La liturgia en la vida del cristiano (I)

   Escrito por: Autor Invitado   en Espiritualidad, FCSBVM

Por P. Manuel Folgar - Fraternidad de Cristo Sacerdote y Santa María Reina

En la recolección de este mes vamos a profundizar en algunas enseñanzas impartidas por Su Santidad el Papa Pío XII en la encíclica Mediator Dei. Esta encíclica la dedicó el Papa al tema de la Sagrada Liturgia de la Iglesia.

Fijémonos bien que la Sagrada Liturgia ocupa un espacio muy importante en nuestra vida: acudimos con frecuencia a la Santa Misa, al menos los domingos y los días festivos; participamos en bautizos, bodas, confirmaciones, entierros, funerales, novenas en honor a la Santísima Virgen y a los Santos, procesiones, etc.

Un tiempo sustancial de nuestra vida lo dedicamos a participar en la Sagrada Liturgia. Y el deseo de la Iglesia es que participemos no sólo asiduamente y con regularidad, sino que lo hagamos de una manera ‘consciente, activa y fructuosa’.

‘Participación consciente’: es decir, que conozcamos bien todo lo que la Iglesia está celebrando en cada acto litúrgico. Que conozcamos el espíritu propio que mueve a la Iglesia en cada celebración.

Que los ritos que emplea la Iglesia no nos sean extraños porque los desconocemos.
Por ejemplo: es distinto el espíritu propio que hemos de tener cuando asistimos a un bautizo que cuando asistimos a un entierro.
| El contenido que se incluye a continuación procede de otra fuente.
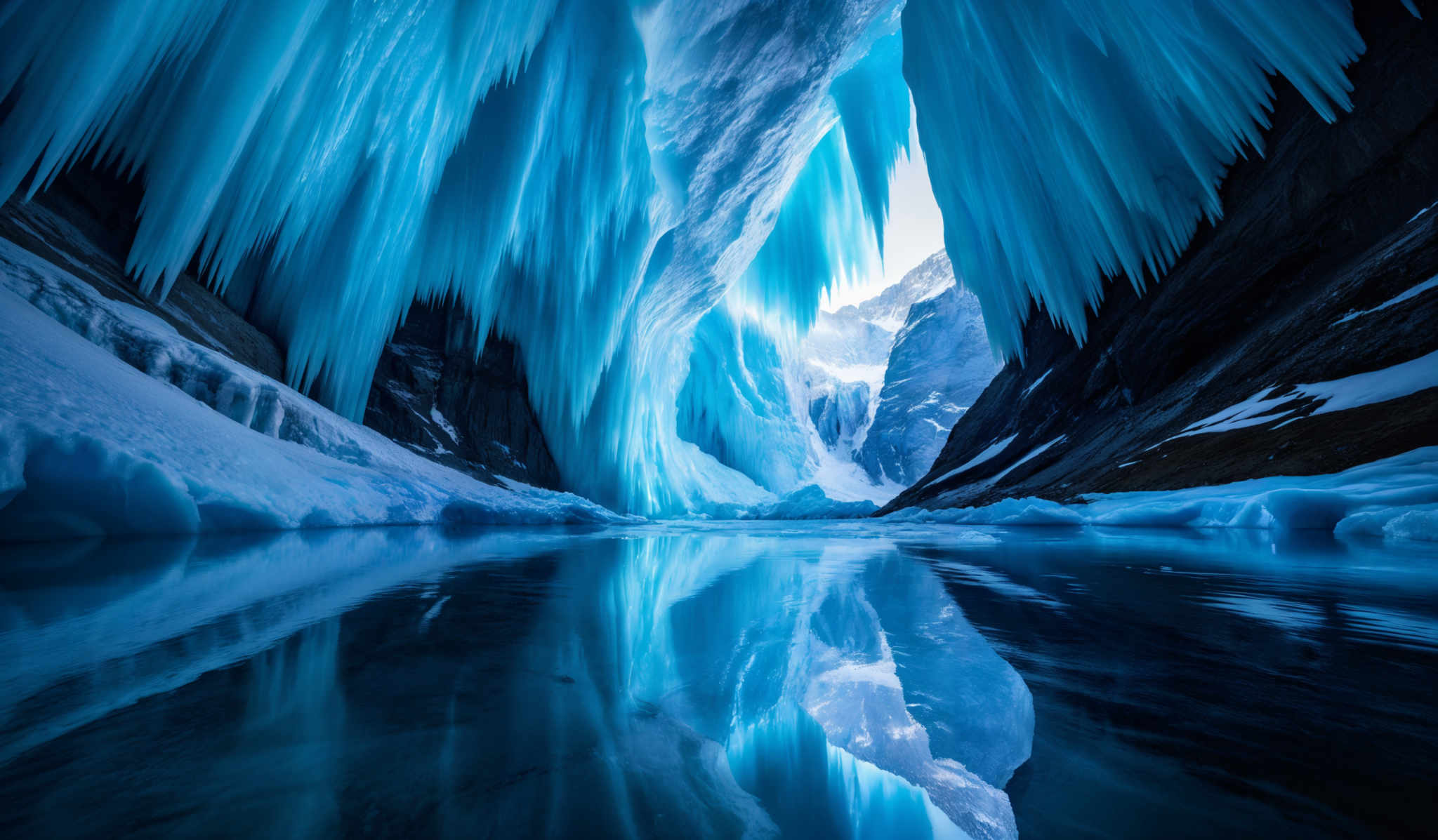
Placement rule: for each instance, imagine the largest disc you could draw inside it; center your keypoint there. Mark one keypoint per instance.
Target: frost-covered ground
(183, 439)
(1394, 498)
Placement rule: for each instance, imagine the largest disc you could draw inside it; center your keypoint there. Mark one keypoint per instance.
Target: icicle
(1073, 140)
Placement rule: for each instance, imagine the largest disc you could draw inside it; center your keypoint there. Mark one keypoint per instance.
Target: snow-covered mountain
(889, 309)
(939, 364)
(885, 380)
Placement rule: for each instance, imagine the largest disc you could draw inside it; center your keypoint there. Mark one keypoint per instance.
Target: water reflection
(548, 682)
(675, 681)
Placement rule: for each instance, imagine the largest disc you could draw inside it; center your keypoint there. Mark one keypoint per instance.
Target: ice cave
(718, 418)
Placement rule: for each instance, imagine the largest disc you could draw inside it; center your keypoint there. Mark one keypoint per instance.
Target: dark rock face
(939, 364)
(429, 392)
(433, 396)
(85, 223)
(840, 412)
(1316, 230)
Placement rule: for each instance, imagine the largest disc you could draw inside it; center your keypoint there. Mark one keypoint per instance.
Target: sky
(915, 227)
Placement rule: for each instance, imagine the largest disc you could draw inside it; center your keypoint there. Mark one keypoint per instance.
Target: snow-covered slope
(114, 423)
(885, 380)
(889, 309)
(939, 364)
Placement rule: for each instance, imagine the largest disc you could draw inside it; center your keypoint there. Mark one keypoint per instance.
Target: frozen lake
(750, 679)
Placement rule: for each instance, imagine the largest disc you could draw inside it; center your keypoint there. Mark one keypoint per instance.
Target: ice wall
(590, 178)
(1073, 140)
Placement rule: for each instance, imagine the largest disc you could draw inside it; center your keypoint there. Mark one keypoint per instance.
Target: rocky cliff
(1295, 337)
(432, 392)
(939, 364)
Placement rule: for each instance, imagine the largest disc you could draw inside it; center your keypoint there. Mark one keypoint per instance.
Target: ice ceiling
(594, 178)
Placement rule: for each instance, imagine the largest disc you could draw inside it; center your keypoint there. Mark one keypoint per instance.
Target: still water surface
(675, 681)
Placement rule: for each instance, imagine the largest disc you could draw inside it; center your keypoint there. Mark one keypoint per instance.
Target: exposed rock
(939, 364)
(85, 223)
(1317, 229)
(839, 411)
(433, 396)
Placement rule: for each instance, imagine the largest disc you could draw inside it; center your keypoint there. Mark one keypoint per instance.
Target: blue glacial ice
(590, 178)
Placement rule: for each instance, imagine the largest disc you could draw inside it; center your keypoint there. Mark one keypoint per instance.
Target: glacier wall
(590, 178)
(1070, 141)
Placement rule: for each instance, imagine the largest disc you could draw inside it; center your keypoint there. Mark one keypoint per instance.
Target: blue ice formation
(590, 178)
(1074, 140)
(735, 403)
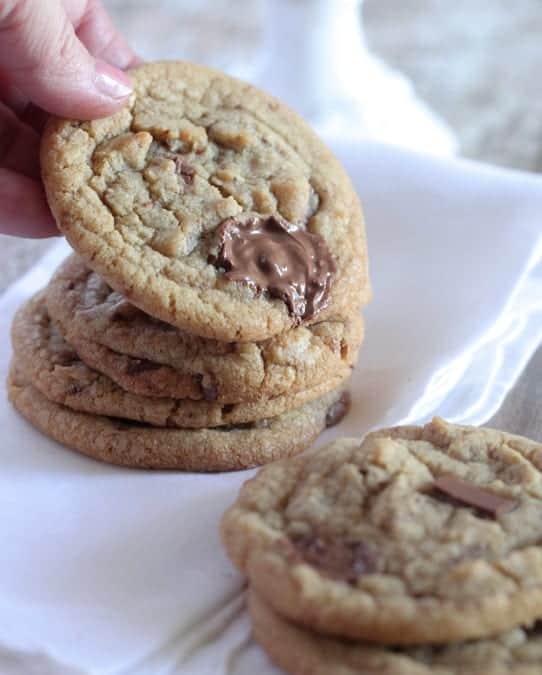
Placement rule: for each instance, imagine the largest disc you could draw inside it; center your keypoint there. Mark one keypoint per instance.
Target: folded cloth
(121, 572)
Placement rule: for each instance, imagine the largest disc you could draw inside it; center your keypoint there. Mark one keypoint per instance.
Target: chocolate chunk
(274, 256)
(343, 560)
(462, 493)
(185, 170)
(337, 411)
(123, 310)
(210, 392)
(137, 366)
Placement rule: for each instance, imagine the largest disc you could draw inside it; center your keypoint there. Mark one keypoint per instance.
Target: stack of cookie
(210, 317)
(417, 551)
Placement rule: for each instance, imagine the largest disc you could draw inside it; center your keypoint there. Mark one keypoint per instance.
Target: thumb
(45, 60)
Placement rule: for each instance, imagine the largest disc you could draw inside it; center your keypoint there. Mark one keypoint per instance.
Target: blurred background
(436, 76)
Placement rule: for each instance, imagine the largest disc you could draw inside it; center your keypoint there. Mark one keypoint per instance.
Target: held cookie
(417, 535)
(144, 447)
(209, 205)
(54, 368)
(90, 313)
(302, 652)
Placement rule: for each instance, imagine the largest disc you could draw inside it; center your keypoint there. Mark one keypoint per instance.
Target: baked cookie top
(300, 651)
(210, 205)
(132, 347)
(417, 535)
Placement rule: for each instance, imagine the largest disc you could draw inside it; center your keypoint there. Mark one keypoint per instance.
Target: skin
(61, 57)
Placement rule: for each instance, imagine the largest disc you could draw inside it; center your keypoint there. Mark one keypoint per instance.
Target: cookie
(209, 205)
(417, 535)
(55, 369)
(302, 652)
(89, 311)
(141, 446)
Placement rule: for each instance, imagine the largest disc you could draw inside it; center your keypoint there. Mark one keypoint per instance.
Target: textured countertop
(474, 63)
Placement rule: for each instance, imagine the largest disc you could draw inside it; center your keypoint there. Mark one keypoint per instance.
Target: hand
(59, 56)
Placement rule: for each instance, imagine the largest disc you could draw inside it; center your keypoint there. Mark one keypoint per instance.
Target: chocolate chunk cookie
(54, 368)
(144, 447)
(211, 206)
(302, 652)
(417, 535)
(130, 346)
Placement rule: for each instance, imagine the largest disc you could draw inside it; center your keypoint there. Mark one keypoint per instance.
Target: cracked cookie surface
(302, 652)
(141, 446)
(141, 197)
(55, 369)
(92, 317)
(362, 540)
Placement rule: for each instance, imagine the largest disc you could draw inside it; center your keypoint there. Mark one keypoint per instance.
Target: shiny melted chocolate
(280, 258)
(337, 559)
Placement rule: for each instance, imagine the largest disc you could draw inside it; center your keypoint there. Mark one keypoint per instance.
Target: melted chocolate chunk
(137, 366)
(337, 411)
(343, 560)
(461, 493)
(123, 310)
(274, 256)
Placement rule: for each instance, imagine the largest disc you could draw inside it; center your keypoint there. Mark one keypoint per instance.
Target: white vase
(319, 63)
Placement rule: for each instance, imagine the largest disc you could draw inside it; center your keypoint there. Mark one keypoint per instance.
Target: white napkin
(121, 572)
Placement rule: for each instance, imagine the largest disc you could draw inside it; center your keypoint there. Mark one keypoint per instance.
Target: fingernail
(112, 82)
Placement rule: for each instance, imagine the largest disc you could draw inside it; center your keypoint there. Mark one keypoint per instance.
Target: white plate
(116, 571)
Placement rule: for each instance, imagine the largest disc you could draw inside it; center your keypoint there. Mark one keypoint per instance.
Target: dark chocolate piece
(280, 258)
(467, 494)
(137, 366)
(343, 560)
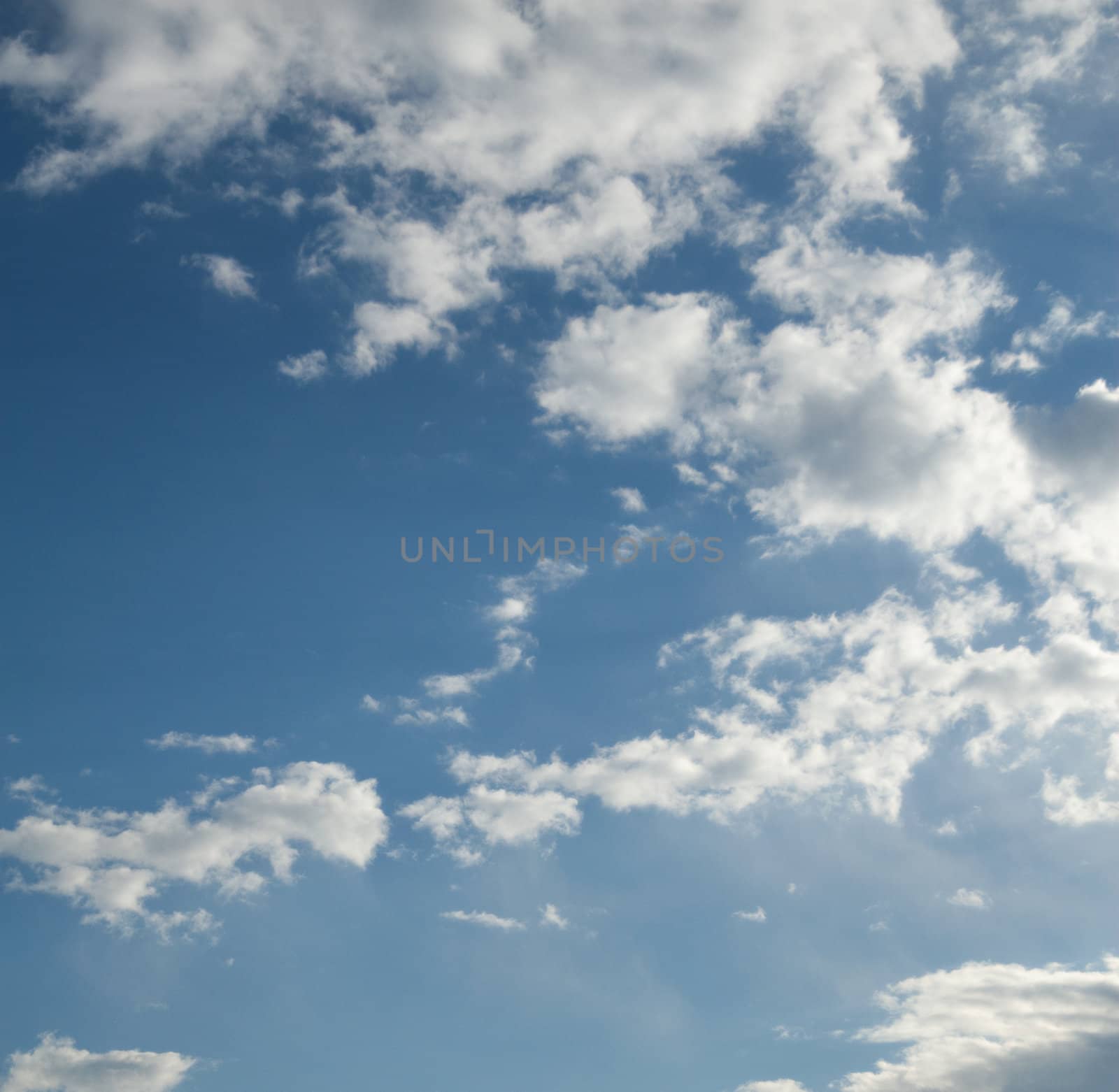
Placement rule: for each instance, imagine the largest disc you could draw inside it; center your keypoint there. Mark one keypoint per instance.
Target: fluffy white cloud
(1059, 327)
(227, 274)
(971, 900)
(994, 1027)
(518, 601)
(485, 919)
(212, 745)
(569, 137)
(753, 915)
(115, 864)
(492, 817)
(629, 498)
(864, 414)
(511, 96)
(842, 707)
(57, 1065)
(772, 1086)
(305, 368)
(552, 919)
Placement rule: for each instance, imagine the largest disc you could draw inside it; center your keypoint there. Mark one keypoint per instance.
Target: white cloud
(753, 915)
(57, 1065)
(629, 498)
(412, 712)
(227, 274)
(211, 745)
(993, 1027)
(1059, 327)
(485, 919)
(305, 368)
(518, 603)
(839, 708)
(658, 356)
(772, 1086)
(112, 864)
(552, 919)
(486, 817)
(971, 900)
(513, 98)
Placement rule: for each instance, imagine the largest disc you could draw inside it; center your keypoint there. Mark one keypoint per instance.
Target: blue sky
(287, 285)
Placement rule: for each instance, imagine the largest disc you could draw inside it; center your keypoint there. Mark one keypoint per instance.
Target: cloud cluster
(112, 864)
(861, 410)
(57, 1065)
(842, 707)
(994, 1027)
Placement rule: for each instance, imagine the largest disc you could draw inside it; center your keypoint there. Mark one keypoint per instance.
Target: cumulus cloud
(1059, 327)
(59, 1065)
(305, 368)
(518, 603)
(629, 498)
(484, 817)
(971, 900)
(485, 919)
(113, 865)
(993, 1027)
(837, 707)
(552, 919)
(771, 1086)
(227, 274)
(751, 915)
(211, 745)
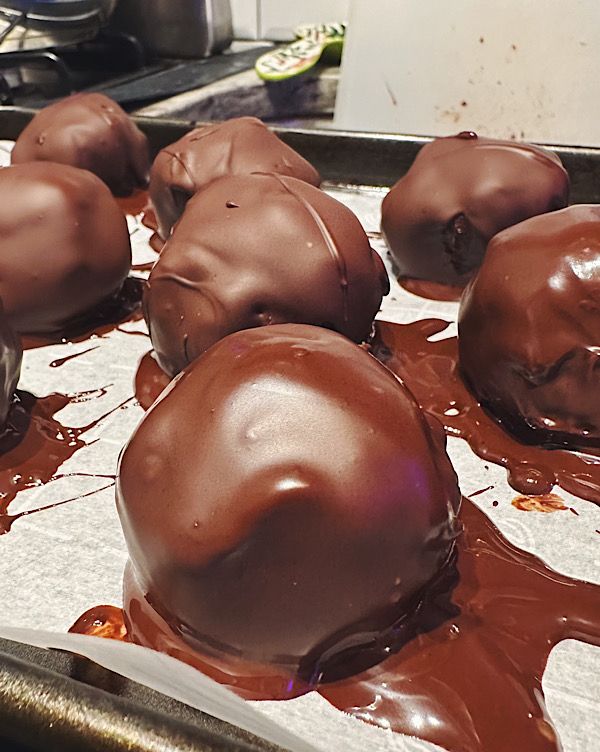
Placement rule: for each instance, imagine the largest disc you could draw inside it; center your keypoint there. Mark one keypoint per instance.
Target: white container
(521, 69)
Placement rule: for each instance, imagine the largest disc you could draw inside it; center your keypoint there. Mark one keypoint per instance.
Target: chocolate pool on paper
(430, 370)
(465, 671)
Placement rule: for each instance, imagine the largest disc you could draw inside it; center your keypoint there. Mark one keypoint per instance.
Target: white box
(511, 69)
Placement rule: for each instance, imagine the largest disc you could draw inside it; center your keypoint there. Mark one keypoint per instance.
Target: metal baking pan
(50, 700)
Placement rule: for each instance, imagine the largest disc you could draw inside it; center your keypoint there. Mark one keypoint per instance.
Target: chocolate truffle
(64, 245)
(255, 250)
(92, 132)
(459, 192)
(11, 355)
(529, 328)
(235, 147)
(285, 499)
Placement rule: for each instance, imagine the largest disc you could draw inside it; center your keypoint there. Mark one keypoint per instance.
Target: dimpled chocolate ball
(92, 132)
(529, 328)
(256, 250)
(459, 192)
(64, 245)
(236, 147)
(285, 499)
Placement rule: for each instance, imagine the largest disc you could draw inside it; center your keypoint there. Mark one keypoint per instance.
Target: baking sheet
(56, 564)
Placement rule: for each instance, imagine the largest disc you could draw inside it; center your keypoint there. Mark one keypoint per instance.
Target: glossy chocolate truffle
(256, 250)
(459, 192)
(529, 328)
(235, 147)
(11, 355)
(92, 132)
(64, 245)
(286, 498)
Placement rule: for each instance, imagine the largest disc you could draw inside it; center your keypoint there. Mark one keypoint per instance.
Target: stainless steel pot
(177, 28)
(39, 24)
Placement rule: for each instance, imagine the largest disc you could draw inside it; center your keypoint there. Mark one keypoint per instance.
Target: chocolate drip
(459, 192)
(467, 669)
(473, 683)
(529, 329)
(34, 445)
(333, 249)
(150, 380)
(430, 370)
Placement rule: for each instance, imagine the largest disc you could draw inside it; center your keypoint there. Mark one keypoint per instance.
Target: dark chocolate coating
(529, 328)
(459, 192)
(64, 245)
(286, 498)
(254, 250)
(92, 132)
(236, 147)
(11, 355)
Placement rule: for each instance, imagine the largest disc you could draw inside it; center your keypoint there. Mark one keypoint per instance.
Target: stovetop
(115, 64)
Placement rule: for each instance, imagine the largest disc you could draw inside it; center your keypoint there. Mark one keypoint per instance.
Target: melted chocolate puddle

Cuando participamos en un bautizo hemos de renovar nuestra conciencia de ser hijos de Dios. Hemos de dar gracias a Dios por habernos hecho hijos suyos de adopción. Hemos de aprovechar para renovar las promesas de nuestro bautismo. Hemos de hacer examen y meditar acerca de si estamos realmente llevando una vida propia de hijos de Dios o si tenemos descuidadas las relaciones con nuestro Padre del cielo, etc.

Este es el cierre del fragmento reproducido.